Se os resquícios (dejetos) de uma forma morta, como parece ser o cinema são juntados como uma colagem autoral em Jim Jarmusch, como sequências inteiras gravadas em versos pasolinianos sobre uma marginalidade, em Carlos Reygadas este pulsar ganha em realidade straubiana, aquela na qual contemplamos a atrocidade com riso sádico. Certamente esse real, essa realidade que o cinema atual mais crítico tenta evocar como principal elemento da sétima arte, a do plano sequência alongado acima de qualquer montagem, é aquela mesma da arte cruel, do cru, do "a se fazer", "a se formar" futuramente. Cláudio Assis, diferente da chamada câmera faca de Sérgio Bianchi, permite uma realidade exagerada do universo recifense, nordestino, e em parte brasileiro, ganhar esse campo artístico em formação no Brasil através do plano sequência, e não do corte. Enquanto Sérgio Bianchi partia do panfleto simétrico, Cláudio prefere partir do manifesto do improviso. Com isso, dá voz a um grito que se escuta longe do centro capitalista brasileiro - o Sudeste.
Longe de afirmar, aqui, que Cláudio não é entendido em São Paulo. Os ratos, no sudeste, são os marginalizados - os nordestinos migrantes. Está imbricado no discurso histórico deste centro preconceituoso. Se estão febris, malucos, esquizofrênicos é porque estão pensando sua presença, sua vida, sua auto-afirmação perante esse palco geral de exploração e exclusão. Doença criativa, que reformula esse papel histórico dos Dois Brasis.

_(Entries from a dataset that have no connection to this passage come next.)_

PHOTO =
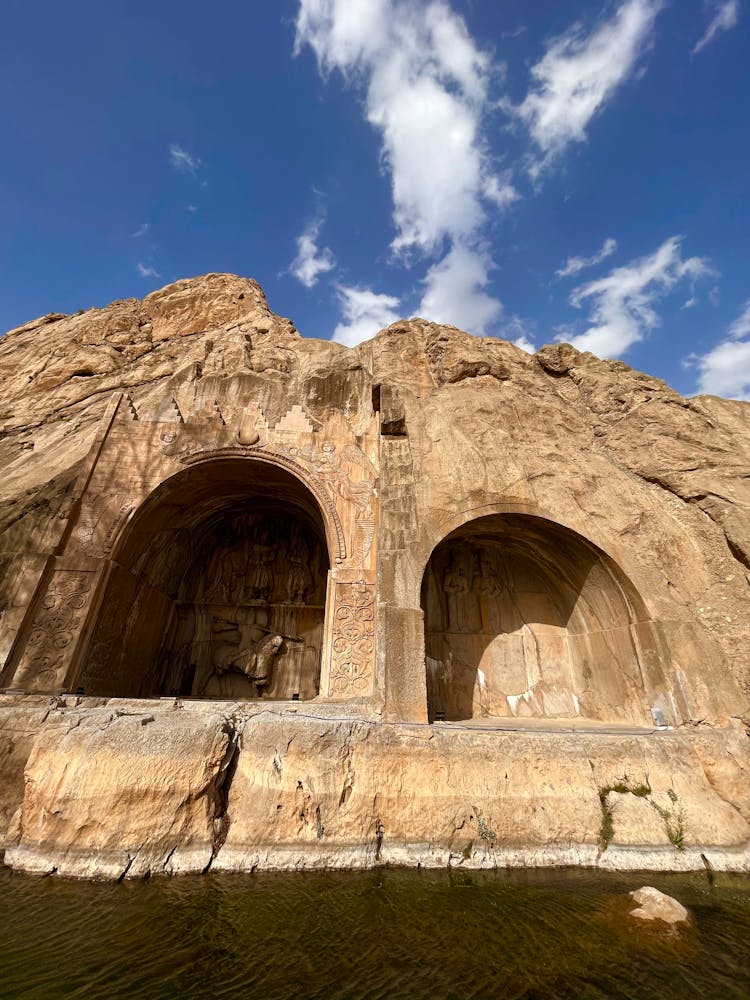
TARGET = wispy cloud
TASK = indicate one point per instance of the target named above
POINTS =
(364, 312)
(580, 72)
(183, 161)
(311, 261)
(622, 303)
(454, 292)
(726, 14)
(426, 86)
(574, 265)
(725, 370)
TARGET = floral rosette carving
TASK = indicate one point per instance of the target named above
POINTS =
(56, 626)
(353, 639)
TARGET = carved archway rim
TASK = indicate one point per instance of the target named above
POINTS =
(530, 509)
(331, 520)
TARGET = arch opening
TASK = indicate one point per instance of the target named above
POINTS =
(217, 589)
(526, 619)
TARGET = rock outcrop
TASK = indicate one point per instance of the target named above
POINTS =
(511, 594)
(655, 905)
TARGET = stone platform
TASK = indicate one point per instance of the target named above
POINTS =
(111, 788)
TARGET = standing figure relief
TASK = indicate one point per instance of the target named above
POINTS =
(255, 661)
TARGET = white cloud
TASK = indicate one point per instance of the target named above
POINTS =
(182, 160)
(725, 370)
(147, 270)
(726, 15)
(575, 264)
(622, 303)
(310, 260)
(454, 291)
(364, 313)
(580, 72)
(426, 93)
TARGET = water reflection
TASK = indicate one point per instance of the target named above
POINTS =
(383, 933)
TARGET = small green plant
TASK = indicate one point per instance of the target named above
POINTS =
(607, 828)
(641, 791)
(673, 819)
(485, 832)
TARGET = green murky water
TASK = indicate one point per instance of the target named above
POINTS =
(379, 934)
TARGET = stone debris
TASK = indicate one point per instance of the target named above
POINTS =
(655, 905)
(306, 555)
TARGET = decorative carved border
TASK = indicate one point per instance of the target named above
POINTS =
(315, 486)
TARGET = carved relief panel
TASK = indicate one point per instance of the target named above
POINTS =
(353, 641)
(50, 646)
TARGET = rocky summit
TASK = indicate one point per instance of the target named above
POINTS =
(268, 601)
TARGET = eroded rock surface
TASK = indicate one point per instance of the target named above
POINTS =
(511, 540)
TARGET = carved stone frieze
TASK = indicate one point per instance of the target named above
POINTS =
(353, 650)
(57, 625)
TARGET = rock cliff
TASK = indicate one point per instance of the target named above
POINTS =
(659, 484)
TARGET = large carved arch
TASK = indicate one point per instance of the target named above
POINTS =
(526, 618)
(221, 558)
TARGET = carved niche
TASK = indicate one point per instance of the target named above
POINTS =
(353, 652)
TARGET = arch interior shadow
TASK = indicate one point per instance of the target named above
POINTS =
(526, 619)
(216, 590)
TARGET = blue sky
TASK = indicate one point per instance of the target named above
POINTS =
(537, 171)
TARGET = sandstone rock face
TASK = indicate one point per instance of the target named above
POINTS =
(127, 788)
(458, 556)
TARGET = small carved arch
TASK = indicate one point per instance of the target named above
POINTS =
(221, 554)
(525, 617)
(473, 515)
(334, 529)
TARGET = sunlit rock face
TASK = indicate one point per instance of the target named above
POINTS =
(410, 553)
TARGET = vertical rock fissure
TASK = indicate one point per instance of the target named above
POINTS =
(221, 787)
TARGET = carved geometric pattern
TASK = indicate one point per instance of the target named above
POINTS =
(295, 421)
(353, 657)
(167, 411)
(279, 458)
(58, 621)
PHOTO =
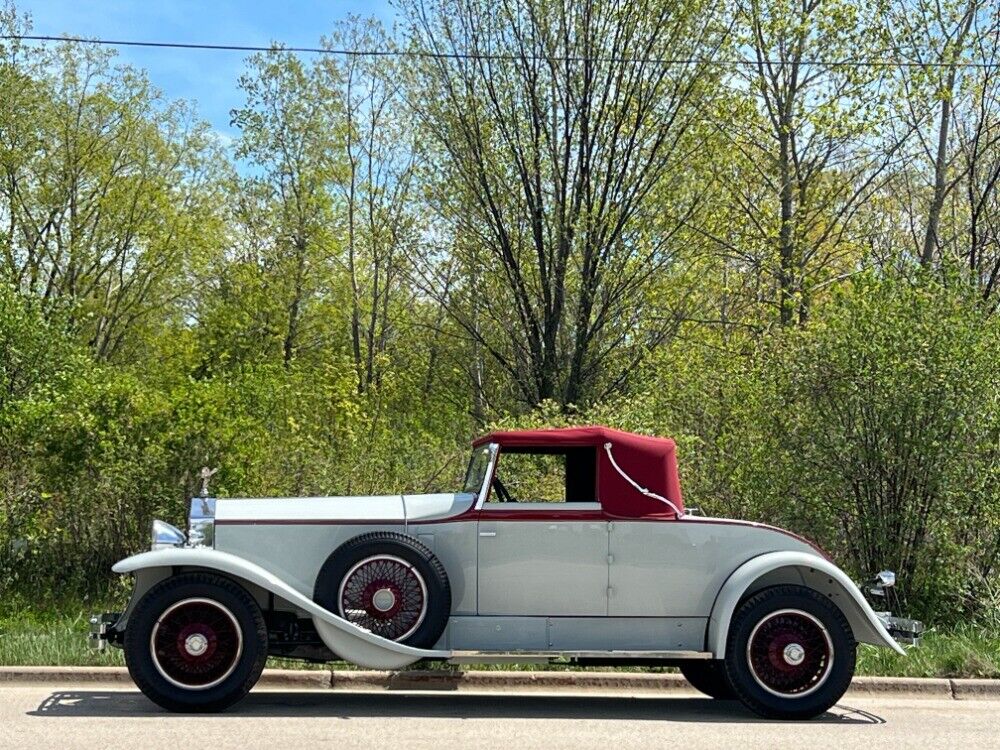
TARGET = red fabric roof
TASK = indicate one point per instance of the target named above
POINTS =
(651, 462)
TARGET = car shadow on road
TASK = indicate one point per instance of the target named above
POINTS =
(291, 704)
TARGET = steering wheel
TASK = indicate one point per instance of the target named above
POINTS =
(502, 492)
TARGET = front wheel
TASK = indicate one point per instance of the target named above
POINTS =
(790, 653)
(196, 642)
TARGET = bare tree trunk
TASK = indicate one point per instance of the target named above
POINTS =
(941, 160)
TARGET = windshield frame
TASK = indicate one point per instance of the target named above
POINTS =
(478, 474)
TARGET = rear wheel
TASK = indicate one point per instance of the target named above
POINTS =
(708, 677)
(196, 642)
(790, 653)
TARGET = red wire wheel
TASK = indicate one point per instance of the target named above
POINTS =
(384, 594)
(790, 653)
(196, 644)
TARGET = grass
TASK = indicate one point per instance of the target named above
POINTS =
(57, 637)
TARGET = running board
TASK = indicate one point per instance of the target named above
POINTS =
(542, 657)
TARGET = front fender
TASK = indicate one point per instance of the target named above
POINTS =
(344, 638)
(802, 568)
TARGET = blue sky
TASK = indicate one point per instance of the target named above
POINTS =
(207, 77)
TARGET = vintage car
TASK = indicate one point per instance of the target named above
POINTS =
(570, 544)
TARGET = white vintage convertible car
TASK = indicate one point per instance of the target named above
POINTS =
(570, 544)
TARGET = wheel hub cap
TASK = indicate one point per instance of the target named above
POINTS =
(790, 653)
(383, 600)
(794, 654)
(196, 644)
(385, 595)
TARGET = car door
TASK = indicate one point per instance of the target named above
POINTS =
(540, 560)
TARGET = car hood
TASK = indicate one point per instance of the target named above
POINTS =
(384, 509)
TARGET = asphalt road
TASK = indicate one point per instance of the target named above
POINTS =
(98, 718)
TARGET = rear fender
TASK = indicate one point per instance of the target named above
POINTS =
(803, 569)
(345, 639)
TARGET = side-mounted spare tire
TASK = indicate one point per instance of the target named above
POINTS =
(196, 642)
(387, 583)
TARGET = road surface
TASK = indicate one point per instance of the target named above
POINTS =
(93, 717)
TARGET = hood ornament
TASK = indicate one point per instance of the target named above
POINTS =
(205, 475)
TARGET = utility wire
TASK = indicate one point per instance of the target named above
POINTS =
(850, 63)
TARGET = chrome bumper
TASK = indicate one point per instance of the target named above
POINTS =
(902, 629)
(102, 631)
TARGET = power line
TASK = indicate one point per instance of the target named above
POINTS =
(849, 63)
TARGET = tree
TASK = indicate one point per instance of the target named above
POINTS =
(375, 187)
(807, 152)
(107, 192)
(557, 120)
(288, 130)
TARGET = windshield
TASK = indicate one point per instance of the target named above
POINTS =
(478, 467)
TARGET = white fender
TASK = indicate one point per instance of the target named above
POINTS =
(805, 569)
(345, 639)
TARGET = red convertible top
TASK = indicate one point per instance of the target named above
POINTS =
(650, 462)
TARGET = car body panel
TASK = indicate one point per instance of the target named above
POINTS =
(806, 570)
(552, 568)
(624, 574)
(343, 638)
(675, 569)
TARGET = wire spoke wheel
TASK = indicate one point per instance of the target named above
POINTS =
(790, 653)
(385, 595)
(196, 643)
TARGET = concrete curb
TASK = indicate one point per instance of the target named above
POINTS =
(444, 680)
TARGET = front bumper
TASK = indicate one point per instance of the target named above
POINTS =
(103, 631)
(902, 629)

O que mais chama a atenção e deixa a todos extasiados no cinema deste autor recifense, claramente, são as performances puxadas pelos atores, e a naturalidade de seus desempenhos. Não existe isso em outro diretor no Brasil, atualmente. Por que só há isso nos filmes de Cláudio Assis? Porque no set existe liberdade, sinergia, há um gosto silencioso pelo gesto mais espontâneo, e quem sabe, milimetricamente procurado. Diferente de qualquer set de filmagens publicitário (do cinema publictário), com suas devidas exceções, que só expressam exasperação detrás das câmeras em gritarias e desespero pela hora-extra que se perde ali. Matheus Nachtergaele encara a figura de um quase lacônico coveiro, e pontua a versatilidade de seus rostos inventados. O efeito é de riso, porque o personagem é sério, como Matheus faz em outra filme publicitário do caos atual, de José Eduardo Belmonte, A Concepção (2000).
A proposta é óbvia: divulgar um tipo de poesia. Goste ou não goste, é uma proposta concisa e bastante evidente. E que faz parte do cinema. Qualquer expressividade que venha desse estilo, dessa confusão generalizada entre ficção e realidade, desta encenação um passo longo à frente de Nelson Rodrigues, é agora compreendida pelos mais ingênuos espectadores (se eles ainda existem hoje). Está tudo ali: tudo o que qualquer canalha procura. Erotismo, principalmente feminino. Violência, em diálogos. Arte, em lapidação comercial. Política desvairada... e morte.
Todavia, não há reciclagem da pobreza. Não havia em Pasolini e não há no cinema de poesia. Há criação nessa lapidação tateante, neste olhar que se abre aos poucos - olhar sobre a própria arte desconhecida no Brasil. Uma arte moderna da região Nordeste, por mais incrível que ela pareça. Mas contraditória, como é sempre o modo de se fazer arte sobre a realidade.